Sul settore olivicolo se da un lato è stata persa 1 oliva su 2 è andata meglio sul fronte delle rese in olio salite dal 12 per cento al 16 per cento per ogni chilo di olive spremute, con punte anche del 19 per cento. La produzione di olio  dovrebbe quindi superare i 430mila litri, pur con un segno negativo del 35 per cento rispetto allo scorso anno. La qualità è fra le più alte mai registrate nelle ultime campagne produttive  infatti le analisi indicano un livello di acidità fra lo 0,1 per cento e lo 0,2 per cento per l’extra vergine contro un massimo consentito dello 0,8%, inoltre i test organolettici descrivono un prodotto che ha un ottimo equilibrio fra l’amaro e il piccante, pur restando delicato come è caratteristica degli oli lombardi. A livello regionale la filiera produttiva coinvolge quasi duemila ettari a uliveto, 1.900 aziende e 6mila addetti fra stagionali, fissi, titolari e collaboratori, con una trentina di frantoi distribuiti fra le province di Brescia, Bergamo, Como, Lecco, Varese, Sondrio e Mantova. Le DOP sono 2 (Laghi Lombardi e Garda), mentre ci sono 7 varietà autoctone.

Il nostro Paese ha il primato europeo della qualità negli oli extravergini di oliva a denominazione di origine e indicazione geografica protetta (Dop/Igp), con il raccolto 2017 che sarà destinato a ben 46 marchi riconosciuti dall’Unione Europea. A livello internazionale - secondo le stime del Consiglio oleicolo internazionale (COI),  il primo produttore mondiale resta la Spagna con 1,15 miliardi di chili (-10 per cento rispetto alla stagione precedente) mentre al terzo posto la Grecia, con 300 milioni di chili. A livello mondiale la produzione di olio d’oliva sarà di circa 2,854 miliardi di chili nella campagna olearia 2017/18, con un incremento del 12% rispetto alla campagna precedente 2016/2017.

In queste condizioni  c’è il rischio evidente che olio straniero venga “spacciato” come italiano. Sulle bottiglie di extravergine ottenute da olive straniere in vendita nei supermercati è quasi impossibile, nella stragrande maggioranza dei casi, leggere le scritte “miscele di oli di oliva comunitari”, “miscele di oli di oliva non comunitari” o “miscele di oli di oliva comunitari e non comunitari” obbligatorie per legge nelle etichette dell’olio di oliva.

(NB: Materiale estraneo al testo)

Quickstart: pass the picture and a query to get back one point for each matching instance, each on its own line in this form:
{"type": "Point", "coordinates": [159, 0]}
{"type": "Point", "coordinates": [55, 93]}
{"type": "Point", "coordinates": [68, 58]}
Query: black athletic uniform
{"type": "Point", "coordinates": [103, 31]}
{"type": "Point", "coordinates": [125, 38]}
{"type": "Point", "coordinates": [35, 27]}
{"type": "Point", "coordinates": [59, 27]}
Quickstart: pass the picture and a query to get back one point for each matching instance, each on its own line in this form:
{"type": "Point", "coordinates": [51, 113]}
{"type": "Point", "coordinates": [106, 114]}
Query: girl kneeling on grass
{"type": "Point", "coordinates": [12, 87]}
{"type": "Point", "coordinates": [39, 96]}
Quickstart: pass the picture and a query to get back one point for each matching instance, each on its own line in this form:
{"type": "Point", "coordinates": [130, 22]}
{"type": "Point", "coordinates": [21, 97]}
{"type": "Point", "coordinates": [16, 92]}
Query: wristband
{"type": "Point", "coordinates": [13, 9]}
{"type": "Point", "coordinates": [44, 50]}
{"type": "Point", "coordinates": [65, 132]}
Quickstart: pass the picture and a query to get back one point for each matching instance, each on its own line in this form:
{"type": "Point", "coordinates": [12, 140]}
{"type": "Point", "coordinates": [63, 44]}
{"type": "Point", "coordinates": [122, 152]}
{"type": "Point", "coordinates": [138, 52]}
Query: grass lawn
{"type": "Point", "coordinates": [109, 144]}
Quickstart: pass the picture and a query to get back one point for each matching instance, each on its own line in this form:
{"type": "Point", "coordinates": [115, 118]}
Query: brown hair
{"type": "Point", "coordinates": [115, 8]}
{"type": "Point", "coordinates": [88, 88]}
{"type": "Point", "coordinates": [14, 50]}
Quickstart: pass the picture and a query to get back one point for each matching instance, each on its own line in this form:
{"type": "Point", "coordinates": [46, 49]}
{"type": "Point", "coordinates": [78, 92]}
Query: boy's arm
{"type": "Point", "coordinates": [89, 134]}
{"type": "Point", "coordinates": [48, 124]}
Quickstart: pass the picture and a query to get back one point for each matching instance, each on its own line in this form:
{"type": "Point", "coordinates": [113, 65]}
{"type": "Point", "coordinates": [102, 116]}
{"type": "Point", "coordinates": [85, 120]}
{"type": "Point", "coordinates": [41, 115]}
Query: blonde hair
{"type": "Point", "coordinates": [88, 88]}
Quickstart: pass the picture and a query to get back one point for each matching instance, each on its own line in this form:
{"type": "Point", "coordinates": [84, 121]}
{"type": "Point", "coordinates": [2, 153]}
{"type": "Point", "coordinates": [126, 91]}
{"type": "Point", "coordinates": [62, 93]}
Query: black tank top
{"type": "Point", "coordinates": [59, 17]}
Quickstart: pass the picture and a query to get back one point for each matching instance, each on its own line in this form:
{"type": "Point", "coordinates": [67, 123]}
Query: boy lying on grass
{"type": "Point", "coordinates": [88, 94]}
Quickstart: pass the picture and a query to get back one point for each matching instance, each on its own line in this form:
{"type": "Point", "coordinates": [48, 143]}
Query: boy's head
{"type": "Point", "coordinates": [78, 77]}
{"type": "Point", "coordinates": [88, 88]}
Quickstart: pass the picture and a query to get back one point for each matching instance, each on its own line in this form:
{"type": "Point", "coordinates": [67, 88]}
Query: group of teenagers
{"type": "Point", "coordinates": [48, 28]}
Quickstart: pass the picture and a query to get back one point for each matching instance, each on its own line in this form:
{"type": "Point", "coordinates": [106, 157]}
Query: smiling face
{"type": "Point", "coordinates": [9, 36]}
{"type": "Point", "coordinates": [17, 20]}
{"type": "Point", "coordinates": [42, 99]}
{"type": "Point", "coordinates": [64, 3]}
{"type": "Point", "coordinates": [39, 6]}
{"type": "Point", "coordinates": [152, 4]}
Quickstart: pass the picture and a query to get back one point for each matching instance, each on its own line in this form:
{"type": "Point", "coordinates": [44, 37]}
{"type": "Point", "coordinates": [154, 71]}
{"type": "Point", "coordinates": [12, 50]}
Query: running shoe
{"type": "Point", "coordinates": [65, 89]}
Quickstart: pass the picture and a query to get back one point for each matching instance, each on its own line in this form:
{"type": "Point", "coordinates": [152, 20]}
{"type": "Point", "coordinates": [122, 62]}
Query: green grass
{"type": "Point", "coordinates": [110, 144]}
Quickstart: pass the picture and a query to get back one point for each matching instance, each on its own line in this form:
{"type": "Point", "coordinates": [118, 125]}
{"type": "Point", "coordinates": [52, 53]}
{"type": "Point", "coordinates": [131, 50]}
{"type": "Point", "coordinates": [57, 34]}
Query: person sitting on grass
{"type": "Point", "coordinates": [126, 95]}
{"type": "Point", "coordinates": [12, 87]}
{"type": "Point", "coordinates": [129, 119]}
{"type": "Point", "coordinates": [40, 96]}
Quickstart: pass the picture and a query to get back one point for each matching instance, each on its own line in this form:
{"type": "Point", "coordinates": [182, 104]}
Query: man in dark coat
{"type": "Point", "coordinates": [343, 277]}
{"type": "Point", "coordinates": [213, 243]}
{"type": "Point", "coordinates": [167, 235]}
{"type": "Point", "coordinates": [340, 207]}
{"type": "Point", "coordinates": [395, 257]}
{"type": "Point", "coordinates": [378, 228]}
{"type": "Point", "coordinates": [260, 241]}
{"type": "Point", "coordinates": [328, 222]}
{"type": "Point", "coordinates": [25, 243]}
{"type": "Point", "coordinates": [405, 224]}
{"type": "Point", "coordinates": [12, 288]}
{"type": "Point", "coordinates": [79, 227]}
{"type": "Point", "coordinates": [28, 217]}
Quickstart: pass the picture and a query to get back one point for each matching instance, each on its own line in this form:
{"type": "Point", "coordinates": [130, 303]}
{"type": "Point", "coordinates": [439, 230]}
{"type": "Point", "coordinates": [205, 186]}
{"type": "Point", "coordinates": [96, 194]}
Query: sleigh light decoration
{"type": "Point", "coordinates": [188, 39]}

La scritta è riportata in caratteri molto piccoli, posti dietro la bottiglia e, in molti casi, in una posizione sull’etichetta che la rende difficilmente visibile. La situazione è ancora più preoccupante al ristorante dove in quasi 1 caso su 4 (22 per cento) secondo l’indagine Coldiretti/Censis ci sono oliere fuorilegge che non rispettano l’obbligo del tappo anti rabbocco entrato in vigore 3 anni fa con la legge europea 2013 bis, approvata dal Parlamento e pubblicata sul supplemento n.83 della Gazzetta Ufficiale 261, che prevede anche sanzioni che vanno da mille a 8mila euro e la confisca del prodotto.